When dabigatran etexilate is used after 1-3 h, patients after surgical treatment have a decrease in the absorption rate of the drug compared to healthy volunteers.
It should be noted that factors such as anesthesia, paresis of the gastrointestinal tract and surgical operation may be important in slowing down absorption, regardless of the dosage form of the drug. The decrease in the rate of absorption of dabigatran is usually noted only on the day of the operation.
After ingestion in the process of hydrolysis under the influence of esterase, dabigatran etexilate quickly and completely turns into dabigatran, which is the main active metabolite in the blood plasma.When dabigatran is conjugated, 4 isomers of pharmacologically active acylglucuronides are formed: 1-O, 2-O, 3-O, 4-O, each of which is less than 10% of the total dabigatran content in blood plasma. Traces of other metabolites are detected only when highly sensitive analytical methods are used.

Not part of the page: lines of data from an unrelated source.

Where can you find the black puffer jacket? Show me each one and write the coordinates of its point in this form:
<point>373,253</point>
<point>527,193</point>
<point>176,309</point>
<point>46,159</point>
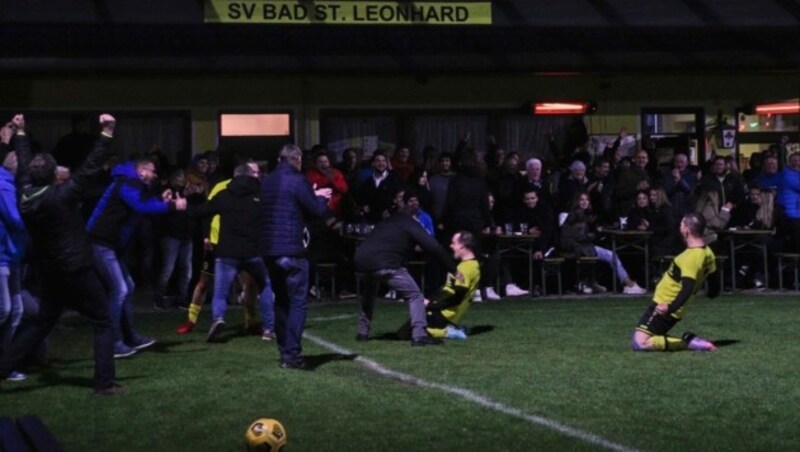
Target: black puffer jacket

Dabigatran is excreted unchanged, mainly by the kidneys (85%), and only 6% through the digestive tract. It has been established that 88-94% of its dose is excreted from the body 168 hours after the administration of the labeled radioactive preparation.

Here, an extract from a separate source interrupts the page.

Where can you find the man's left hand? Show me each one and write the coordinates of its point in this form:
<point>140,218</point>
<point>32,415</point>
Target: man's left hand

Dabigatran has a low ability to bind to blood plasma proteins (34-35%), it does not depend on its concentration.
Indications
- prevention of venous thromboembolism in patients after orthopedic surgery;
- prevention of stroke, systemic thromboembolism and reduction of cardiovascular mortality in patients with atrial fibrillation.
Forms of release
Capsules 75 mg, 110 mg and 150 mg (sometimes mistakenly called tablets).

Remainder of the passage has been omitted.